The day but one following this she received a letter from Lady Glencora, who was still at Matching Priory. It was a light-spirited, chatty, amusing letter, intended to be happy in its tone,—intended to have a flavour of happiness, but just failing through the too apparent meaning of a word here and there. "You will see that I am at Matching," the letter said, "whereas you will remember that I was to have been at Monkshade. I escaped at last by a violent effort, and am now passing my time innocently,—I fear not so profitably as she would induce me to do,—with Iphy Palliser. You remember Iphy. She is a good creature, and would fain turn even me to profit, if it were possible. I own that I am thinking of them all at Monkshade, and am in truth delighted that I am not there. My absence is entirely laid upon your shoulders. That wicked evening amidst the ruins!

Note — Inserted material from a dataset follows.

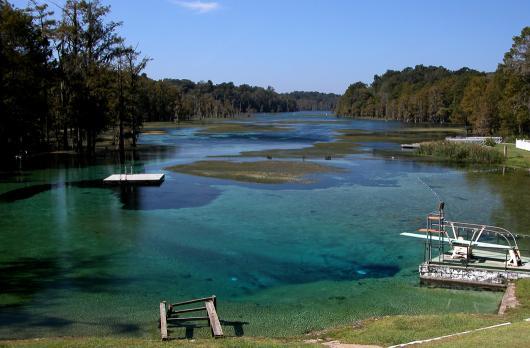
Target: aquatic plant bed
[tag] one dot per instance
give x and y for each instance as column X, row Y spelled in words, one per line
column 266, row 172
column 461, row 152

Poor ruins. I go there alone sometimes and fancy that I hear such voices from the walls, and see such faces through the broken windows! All the old Pallisers come and frown at me, and tell me that I am not good enough to belong to them. There is a particular window to which Sir Guy comes and makes faces at me. I told Iphy the other day, and she answered me very gravely, that I might, if I chose, make myself good enough for the Pallisers. Even for the Pallisers! Isn't that beautiful?"

Then Lady Glencora went on to say, that her husband intended to come up to London early in the session, and that she would accompany him. "That is," added Lady Glencora, "if I am still good enough for the Pallisers at that time."